Mike Boudreaux: Smart thermostats, smart cars, smart buildings are a relatively new space. In the industrial domain, control systems are decades old and they are not directly connected to the Internet. They use older digital protocols like CANBUS (cars), BACnet (buildings), and standard multi-core wiring on A/C systems. The underlying control systems in the cars, buildings, and A/C systems are still based on these old paradigms. It’s the smart edge interface that is new, and along with that comes the ability to send telemetry data to the cloud, layer on more user-friendly UI interfaces, remotely push firmware updates from the cloud, and embed new data storage and processing software locally in the edge device.

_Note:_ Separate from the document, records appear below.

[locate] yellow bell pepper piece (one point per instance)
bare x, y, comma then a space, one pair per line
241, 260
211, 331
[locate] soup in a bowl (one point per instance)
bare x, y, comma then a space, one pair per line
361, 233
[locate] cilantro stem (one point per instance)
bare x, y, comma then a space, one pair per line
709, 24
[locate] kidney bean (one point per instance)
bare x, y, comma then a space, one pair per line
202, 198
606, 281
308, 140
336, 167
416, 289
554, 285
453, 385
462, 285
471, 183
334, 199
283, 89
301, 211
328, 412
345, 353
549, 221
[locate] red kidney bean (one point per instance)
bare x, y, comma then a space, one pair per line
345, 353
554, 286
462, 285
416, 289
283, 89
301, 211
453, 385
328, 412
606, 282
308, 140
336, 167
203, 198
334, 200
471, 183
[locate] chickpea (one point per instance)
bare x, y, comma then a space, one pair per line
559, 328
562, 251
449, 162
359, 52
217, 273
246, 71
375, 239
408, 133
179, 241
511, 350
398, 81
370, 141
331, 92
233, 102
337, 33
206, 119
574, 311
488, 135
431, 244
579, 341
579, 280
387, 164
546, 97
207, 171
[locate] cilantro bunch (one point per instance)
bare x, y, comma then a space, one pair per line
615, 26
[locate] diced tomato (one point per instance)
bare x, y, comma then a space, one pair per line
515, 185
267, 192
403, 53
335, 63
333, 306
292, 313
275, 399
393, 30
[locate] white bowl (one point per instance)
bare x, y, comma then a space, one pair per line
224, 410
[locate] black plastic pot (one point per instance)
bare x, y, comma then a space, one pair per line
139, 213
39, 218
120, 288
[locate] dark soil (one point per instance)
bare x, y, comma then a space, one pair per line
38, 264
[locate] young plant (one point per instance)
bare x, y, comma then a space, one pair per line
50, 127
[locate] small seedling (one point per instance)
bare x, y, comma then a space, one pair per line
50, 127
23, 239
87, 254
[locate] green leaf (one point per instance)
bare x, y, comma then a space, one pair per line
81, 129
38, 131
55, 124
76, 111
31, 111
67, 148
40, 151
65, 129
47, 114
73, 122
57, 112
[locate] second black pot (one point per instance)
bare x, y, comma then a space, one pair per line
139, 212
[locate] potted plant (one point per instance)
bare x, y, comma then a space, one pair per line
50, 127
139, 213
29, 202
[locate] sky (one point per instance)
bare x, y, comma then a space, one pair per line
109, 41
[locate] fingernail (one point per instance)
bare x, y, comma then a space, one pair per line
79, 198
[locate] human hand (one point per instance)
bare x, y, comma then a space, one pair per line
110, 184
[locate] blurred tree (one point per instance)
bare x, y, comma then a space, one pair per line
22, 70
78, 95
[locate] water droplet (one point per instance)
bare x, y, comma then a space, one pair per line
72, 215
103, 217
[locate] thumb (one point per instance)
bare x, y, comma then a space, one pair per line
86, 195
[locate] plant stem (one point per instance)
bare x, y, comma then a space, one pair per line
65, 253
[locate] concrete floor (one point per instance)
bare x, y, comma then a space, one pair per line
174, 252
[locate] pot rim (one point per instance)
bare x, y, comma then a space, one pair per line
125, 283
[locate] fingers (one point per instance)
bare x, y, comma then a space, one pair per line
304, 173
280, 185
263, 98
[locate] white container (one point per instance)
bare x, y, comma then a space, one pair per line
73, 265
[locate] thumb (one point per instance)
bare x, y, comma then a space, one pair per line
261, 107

The local MCU on the car isn’t directly connected to the Internet, and it is still performing the same functions that they have been for a while now. The same goes for the building lighting controls and the local embedded A/C system controllers that are connected to fans, compressors, and thermocouples. What’s new is the edge interface that layers on top of the existing embedded control systems technology.

So it seems like Lester is agreeing with me that both the older control systems data and the newer IP sensors are part of one broad industrial IoT category, but encourages me to consider what that data will be used for when I’m trying to establish the rules governing IIoT.

Boudreaux is trying to make a distinction between the old tech and IP tech by focusing on the liminal space between, or what he calls the smart edge interface. It doesn’t sound like he wants the smart edge interface to become a new category, but it’s clear he views it as a new computing concept with rules and best practices that we need to develop. I’m inclined to agree.